Pursuant to an exemption from Rule 14e-5 under the U.S. Exchange Act, the Offeror and its affiliates or brokers (acting as agents for the Offeror or its affiliates, as applicable) may from time to time, and other than pursuant to the Offer, directly or indirectly, purchase or arrange to purchase, Shares or any
securities that are convertible into, exchangeable for or exercisable for such Shares outside the United States during the period in which the Offer remains open for acceptance, so long as those acquisitions or arrangements comply with applicable Norwegian law and practice and the provisions of such exemption. To the extent information about such purchases or arrangements to purchase is made
public in Norway, such information will be disclosed by means of an English language press release via an electronically operated information distribution system in the United States or other means reasonably calculated to inform U.S. Holders of such information.
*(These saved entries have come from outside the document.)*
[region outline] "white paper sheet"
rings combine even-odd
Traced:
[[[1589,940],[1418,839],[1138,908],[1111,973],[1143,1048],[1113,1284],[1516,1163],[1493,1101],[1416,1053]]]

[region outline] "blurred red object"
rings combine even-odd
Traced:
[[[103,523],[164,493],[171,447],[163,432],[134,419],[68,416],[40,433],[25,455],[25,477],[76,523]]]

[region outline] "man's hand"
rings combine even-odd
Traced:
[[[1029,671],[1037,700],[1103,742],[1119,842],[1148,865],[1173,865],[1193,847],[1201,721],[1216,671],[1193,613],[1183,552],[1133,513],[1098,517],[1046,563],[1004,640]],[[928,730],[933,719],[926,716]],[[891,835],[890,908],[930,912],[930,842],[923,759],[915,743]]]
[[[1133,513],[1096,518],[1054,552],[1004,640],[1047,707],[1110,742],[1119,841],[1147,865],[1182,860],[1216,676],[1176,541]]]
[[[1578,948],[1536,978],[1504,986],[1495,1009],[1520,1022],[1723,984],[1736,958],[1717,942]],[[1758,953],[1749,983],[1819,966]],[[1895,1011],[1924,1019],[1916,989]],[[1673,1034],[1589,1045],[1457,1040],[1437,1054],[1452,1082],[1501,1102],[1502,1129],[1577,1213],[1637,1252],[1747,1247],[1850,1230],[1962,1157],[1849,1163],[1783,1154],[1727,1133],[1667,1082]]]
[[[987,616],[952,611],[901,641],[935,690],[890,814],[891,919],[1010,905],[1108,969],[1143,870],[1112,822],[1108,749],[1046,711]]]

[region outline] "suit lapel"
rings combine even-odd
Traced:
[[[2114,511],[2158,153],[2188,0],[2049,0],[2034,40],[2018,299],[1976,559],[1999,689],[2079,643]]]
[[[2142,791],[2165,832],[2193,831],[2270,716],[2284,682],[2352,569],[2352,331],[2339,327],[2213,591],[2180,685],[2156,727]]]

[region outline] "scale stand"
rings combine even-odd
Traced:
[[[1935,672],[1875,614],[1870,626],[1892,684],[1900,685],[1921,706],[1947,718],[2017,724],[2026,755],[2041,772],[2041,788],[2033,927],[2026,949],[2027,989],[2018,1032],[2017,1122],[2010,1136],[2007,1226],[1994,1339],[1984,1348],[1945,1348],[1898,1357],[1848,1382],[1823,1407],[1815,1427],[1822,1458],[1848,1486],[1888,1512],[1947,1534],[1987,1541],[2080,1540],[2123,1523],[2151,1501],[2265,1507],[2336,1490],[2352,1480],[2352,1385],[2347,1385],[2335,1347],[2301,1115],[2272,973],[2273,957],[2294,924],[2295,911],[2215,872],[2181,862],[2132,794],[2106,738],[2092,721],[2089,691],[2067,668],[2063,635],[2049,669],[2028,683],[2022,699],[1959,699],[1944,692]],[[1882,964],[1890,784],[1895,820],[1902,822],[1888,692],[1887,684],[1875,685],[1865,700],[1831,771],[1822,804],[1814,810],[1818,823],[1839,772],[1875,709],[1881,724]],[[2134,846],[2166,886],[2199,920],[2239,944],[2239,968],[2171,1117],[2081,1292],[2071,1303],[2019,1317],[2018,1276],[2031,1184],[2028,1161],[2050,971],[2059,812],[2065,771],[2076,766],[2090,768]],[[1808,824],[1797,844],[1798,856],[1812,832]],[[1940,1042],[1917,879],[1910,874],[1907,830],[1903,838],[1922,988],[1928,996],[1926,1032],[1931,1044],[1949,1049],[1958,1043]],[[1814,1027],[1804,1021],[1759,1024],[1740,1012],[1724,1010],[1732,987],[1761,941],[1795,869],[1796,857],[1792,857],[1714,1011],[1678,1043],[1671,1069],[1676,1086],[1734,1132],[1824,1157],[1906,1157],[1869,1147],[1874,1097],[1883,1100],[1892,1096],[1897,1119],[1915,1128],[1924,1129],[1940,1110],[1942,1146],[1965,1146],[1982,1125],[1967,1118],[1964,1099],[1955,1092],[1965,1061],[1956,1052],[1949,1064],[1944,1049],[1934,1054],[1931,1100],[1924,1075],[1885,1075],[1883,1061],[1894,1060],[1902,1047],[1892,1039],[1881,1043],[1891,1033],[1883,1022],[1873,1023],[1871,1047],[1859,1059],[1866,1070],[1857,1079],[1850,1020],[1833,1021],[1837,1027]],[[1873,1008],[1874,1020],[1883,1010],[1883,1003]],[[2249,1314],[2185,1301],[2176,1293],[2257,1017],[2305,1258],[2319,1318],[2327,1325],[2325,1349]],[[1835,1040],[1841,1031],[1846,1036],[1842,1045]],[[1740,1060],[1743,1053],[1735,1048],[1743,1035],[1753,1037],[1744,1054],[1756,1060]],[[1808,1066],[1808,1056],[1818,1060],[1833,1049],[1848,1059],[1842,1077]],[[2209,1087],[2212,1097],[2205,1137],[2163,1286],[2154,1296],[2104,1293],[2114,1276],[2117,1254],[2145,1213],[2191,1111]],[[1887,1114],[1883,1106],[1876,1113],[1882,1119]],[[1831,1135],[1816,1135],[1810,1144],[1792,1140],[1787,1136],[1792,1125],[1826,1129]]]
To the extent that the Offeror discloses any information about any purchases of Shares or any related securities outside of
the tender offer in Norway, it will publicly disclose the same information in the United States.
The financial advisors to the Offeror may also engage in ordinary course trading activities in securities of the Company, which may include purchases or arrangements to purchase such securities.
Neither the SEC nor any securities supervisory authority of any state or other jurisdiction in the United States has approved or disapproved the Offer or reviewed it for its fairness, nor have the contents of the Offer Document or any other documentation relating to the Offer been reviewed for accuracy,
completeness or fairness by the SEC or any securities supervisory authority in the United States. Any representation to the contrary is a criminal offence in the United States.